IndexingService
The IndexingService orchestrates firehose consumption and event processing. It consumes the AT Protocol relay firehose, filters for pub.chive.* records, and dispatches events to appropriate handlers.
Architecture
FirehoseConsumer → EventFilter → CommitHandler → EventQueue → Processor → DLQ
Components
| Component | File | Purpose |
|---|---|---|
| FirehoseConsumer | firehose-consumer.ts | WebSocket connection to relay |
| EventFilter | event-filter.ts | Filters for pub.chive.* collections |
| CommitHandler | commit-handler.ts | Parses CAR files, extracts records |
| CursorManager | cursor-manager.ts | Persists cursor for resumption |
| EventQueue | event-queue.ts | BullMQ async processing queue |
| ReconnectionManager | reconnection-manager.ts | Exponential backoff reconnection |
| DLQHandler | dlq-handler.ts | Dead letter queue for failures |
Usage
import { IndexingService } from '@/services/indexing';
const indexingService = container.resolve(IndexingService);
// Start consuming firehose
await indexingService.start();
// Check status
const status = await indexingService.getStatus();
// { status: 'running', cursor: 12345678, lag: '2s', eventsProcessed: 50000 }
// Graceful shutdown
await indexingService.stop();
Firehose consumption
The service connects to the configured relay (default: wss://bsky.network) and subscribes to the com.atproto.sync.subscribeRepos stream:
// Connection options
const options = {
relay: process.env.RELAY_URL || 'wss://bsky.network',
cursor: await this.cursorManager.getCursor(),
collections: ['pub.chive.*'],
};
Event filtering
Only events matching pub.chive.* collections are processed:
const CHIVE_COLLECTIONS = [
'pub.chive.eprint.submission',
'pub.chive.eprint.version',
'pub.chive.eprint.changelog',
'pub.chive.eprint.tag',
'pub.chive.eprint.userTag',
'pub.chive.eprint.citation',
'pub.chive.eprint.relatedWork',
'pub.chive.review.comment',
'pub.chive.review.endorsement',
'pub.chive.review.entityLink',
'pub.chive.annotation.comment',
'pub.chive.annotation.entityLink',
'pub.chive.graph.node',
'pub.chive.graph.edge',
'pub.chive.graph.nodeProposal',
'pub.chive.graph.edgeProposal',
'pub.chive.graph.vote',
'pub.chive.actor.profile',
'pub.chive.actor.profileConfig',
];
Commit parsing
The CommitHandler supports two event formats: full firehose events (with CAR blocks) and Jetstream events (with pre-decoded records).
Event format detection
CommitHandler automatically detects the event format:
- Jetstream events: Operations have
recordfields already attached.
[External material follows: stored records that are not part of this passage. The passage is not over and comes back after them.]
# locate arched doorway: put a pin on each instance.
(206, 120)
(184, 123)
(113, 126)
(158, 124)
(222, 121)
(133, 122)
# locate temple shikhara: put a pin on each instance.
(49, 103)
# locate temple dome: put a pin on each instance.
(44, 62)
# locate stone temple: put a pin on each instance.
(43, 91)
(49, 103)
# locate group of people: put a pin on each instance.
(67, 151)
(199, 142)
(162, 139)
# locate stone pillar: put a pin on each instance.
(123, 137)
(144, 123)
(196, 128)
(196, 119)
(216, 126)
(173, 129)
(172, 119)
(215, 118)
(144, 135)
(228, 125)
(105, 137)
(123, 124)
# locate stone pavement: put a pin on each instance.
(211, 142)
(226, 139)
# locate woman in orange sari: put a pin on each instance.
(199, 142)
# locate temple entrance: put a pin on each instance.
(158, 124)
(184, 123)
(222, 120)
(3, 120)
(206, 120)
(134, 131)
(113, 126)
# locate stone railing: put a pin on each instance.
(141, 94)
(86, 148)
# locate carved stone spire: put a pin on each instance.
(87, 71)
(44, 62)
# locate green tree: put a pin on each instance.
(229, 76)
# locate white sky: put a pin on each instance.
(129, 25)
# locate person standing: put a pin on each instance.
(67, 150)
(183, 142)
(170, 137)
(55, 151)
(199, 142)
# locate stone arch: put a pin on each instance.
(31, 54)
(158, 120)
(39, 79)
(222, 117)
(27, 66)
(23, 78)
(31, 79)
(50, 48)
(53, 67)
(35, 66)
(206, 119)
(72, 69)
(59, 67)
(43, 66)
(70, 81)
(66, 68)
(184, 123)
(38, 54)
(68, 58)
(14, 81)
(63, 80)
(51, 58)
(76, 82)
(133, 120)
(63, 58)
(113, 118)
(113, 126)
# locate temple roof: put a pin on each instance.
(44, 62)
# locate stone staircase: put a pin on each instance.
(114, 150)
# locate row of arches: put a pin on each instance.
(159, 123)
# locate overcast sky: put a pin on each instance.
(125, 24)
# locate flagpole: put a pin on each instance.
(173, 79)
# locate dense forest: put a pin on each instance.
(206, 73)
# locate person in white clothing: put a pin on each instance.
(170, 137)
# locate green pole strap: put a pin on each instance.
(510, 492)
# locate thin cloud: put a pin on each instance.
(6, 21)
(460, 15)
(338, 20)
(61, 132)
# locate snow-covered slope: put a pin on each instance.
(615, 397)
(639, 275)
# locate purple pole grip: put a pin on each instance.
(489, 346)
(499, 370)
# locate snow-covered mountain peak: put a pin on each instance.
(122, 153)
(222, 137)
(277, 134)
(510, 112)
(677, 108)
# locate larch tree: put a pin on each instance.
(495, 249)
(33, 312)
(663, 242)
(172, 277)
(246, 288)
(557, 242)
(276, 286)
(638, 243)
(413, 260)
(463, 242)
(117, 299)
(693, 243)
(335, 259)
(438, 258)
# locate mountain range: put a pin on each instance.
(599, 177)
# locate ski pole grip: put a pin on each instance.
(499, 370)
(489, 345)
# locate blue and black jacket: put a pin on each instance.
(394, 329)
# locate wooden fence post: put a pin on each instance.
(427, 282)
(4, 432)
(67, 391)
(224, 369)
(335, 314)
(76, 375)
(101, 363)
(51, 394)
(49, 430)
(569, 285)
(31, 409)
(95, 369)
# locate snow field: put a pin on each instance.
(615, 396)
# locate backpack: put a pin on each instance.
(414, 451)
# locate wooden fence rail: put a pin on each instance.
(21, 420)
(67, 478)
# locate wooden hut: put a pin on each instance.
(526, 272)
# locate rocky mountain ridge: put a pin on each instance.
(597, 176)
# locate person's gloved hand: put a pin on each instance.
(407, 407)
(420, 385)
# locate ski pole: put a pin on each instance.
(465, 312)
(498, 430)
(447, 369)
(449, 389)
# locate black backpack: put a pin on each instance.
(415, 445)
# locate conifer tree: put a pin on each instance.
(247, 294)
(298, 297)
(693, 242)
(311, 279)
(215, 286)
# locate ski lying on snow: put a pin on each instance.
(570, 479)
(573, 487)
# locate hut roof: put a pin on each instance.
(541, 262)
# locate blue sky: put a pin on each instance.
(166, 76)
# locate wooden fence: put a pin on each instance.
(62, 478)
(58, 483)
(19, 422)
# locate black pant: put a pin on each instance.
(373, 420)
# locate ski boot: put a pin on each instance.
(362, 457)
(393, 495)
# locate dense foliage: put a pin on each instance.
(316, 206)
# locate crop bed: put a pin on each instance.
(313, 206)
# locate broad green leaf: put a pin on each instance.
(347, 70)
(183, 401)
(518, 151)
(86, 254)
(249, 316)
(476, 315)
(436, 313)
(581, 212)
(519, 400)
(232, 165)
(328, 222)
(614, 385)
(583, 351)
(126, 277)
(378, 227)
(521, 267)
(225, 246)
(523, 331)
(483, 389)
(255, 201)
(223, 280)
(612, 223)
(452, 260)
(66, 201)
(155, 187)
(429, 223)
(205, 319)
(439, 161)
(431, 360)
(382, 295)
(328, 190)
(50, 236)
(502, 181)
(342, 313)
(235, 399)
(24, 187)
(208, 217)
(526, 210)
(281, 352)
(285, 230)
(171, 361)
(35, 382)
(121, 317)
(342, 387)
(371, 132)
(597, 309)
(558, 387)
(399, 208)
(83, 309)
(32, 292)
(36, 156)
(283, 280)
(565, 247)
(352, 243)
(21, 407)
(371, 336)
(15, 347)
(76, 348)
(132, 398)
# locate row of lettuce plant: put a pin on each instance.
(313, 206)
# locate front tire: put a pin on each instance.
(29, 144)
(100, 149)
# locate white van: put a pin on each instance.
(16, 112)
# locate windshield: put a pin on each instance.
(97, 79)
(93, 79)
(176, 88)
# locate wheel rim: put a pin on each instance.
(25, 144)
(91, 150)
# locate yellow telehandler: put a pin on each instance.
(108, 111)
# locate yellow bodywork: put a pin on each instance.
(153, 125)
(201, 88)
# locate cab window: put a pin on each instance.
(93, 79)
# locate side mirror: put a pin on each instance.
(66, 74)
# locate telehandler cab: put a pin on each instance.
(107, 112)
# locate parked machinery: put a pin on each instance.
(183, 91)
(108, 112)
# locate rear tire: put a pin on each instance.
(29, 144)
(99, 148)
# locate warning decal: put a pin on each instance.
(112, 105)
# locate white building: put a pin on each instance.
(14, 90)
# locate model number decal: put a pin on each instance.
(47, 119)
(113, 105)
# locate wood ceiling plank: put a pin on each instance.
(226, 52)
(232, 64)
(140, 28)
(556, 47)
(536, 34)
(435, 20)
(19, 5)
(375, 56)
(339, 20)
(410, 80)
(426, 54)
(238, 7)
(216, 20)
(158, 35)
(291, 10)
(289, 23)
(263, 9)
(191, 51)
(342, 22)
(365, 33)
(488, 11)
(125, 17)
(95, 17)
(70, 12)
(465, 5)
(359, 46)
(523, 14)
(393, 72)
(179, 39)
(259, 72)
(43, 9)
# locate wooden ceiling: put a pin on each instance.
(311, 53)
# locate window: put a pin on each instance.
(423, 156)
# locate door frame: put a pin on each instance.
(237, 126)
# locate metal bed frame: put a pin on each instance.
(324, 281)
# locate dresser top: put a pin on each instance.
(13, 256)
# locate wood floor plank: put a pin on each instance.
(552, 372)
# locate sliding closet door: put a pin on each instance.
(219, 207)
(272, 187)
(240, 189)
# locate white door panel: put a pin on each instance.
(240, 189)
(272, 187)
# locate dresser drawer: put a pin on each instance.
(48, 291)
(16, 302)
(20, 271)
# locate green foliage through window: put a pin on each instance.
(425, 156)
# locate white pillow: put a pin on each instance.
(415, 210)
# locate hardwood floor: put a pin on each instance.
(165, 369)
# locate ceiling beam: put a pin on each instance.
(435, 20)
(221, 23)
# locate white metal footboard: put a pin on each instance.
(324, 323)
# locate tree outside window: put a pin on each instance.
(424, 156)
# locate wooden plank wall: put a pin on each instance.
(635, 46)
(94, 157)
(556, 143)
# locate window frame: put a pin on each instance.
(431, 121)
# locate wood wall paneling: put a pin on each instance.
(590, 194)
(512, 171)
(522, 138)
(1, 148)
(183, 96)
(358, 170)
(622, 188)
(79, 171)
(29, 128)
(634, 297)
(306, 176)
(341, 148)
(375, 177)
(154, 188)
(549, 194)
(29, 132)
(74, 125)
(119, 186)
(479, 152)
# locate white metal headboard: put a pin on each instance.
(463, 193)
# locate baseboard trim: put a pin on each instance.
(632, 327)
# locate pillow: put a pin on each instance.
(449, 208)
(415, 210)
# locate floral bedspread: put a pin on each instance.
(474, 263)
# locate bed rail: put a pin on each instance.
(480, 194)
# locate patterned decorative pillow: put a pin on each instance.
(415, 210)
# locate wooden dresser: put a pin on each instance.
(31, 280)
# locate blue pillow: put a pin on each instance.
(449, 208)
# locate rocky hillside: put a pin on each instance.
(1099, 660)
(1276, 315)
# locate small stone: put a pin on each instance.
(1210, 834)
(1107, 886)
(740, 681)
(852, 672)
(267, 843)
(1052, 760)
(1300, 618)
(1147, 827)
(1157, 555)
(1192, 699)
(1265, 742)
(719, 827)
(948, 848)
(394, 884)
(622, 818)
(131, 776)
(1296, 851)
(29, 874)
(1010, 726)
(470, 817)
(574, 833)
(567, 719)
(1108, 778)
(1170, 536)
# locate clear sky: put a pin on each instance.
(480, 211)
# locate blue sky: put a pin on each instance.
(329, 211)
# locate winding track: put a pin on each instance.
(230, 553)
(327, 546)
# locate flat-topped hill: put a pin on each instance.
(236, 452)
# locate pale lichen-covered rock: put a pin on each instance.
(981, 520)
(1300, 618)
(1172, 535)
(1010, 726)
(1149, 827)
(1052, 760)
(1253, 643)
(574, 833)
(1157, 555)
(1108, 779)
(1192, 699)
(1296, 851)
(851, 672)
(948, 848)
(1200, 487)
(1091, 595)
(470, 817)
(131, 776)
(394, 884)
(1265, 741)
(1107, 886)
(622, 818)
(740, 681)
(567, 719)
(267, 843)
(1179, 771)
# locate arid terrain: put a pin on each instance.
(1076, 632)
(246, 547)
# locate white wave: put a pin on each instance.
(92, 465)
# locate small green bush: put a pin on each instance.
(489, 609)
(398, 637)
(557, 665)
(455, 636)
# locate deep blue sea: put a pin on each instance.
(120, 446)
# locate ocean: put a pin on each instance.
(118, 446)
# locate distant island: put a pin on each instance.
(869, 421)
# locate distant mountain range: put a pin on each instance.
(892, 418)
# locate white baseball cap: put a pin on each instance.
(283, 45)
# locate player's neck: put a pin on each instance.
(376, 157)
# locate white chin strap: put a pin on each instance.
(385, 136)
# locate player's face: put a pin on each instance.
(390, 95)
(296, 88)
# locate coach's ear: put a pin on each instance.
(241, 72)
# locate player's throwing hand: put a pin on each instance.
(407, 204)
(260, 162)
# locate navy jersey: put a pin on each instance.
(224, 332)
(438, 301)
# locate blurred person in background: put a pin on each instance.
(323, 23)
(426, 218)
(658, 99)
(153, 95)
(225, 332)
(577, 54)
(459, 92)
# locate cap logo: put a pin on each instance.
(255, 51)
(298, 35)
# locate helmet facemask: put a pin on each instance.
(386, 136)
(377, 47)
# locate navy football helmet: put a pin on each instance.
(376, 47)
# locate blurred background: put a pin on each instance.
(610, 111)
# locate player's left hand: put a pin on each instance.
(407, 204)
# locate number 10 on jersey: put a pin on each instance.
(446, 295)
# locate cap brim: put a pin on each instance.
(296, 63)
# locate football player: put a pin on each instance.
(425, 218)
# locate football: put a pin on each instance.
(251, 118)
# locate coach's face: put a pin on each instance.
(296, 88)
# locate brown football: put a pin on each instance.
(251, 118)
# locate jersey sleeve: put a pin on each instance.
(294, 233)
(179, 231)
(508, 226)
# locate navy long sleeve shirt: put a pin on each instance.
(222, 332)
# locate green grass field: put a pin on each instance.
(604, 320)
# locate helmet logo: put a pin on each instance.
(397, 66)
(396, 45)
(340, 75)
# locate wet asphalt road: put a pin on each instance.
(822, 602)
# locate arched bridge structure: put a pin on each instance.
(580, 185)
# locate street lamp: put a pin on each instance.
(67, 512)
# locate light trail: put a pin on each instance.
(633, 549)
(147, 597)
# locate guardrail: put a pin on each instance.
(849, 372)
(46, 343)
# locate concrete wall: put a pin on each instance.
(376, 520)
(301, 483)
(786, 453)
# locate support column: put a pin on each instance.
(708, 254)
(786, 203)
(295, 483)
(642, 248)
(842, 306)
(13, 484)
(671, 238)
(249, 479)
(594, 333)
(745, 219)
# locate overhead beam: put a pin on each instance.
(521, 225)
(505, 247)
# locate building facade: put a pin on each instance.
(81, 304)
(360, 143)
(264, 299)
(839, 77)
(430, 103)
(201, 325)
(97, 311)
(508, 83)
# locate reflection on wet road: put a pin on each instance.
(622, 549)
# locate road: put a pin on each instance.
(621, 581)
No CAR block parsing required. - Full firehose events: Operations reference CIDs; records must be decoded from CAR blocks.
// Jetstream event detection
const opsWithRecords = event.ops as readonly RepoOpWithRecord[];
const hasPreDecodedRecords = opsWithRecords.some(
(op) => (op.action === 'create' || op.action === 'update') && op.record !== undefined
);
if (hasPreDecodedRecords) {
// Return ops with pre-decoded records directly (Jetstream path)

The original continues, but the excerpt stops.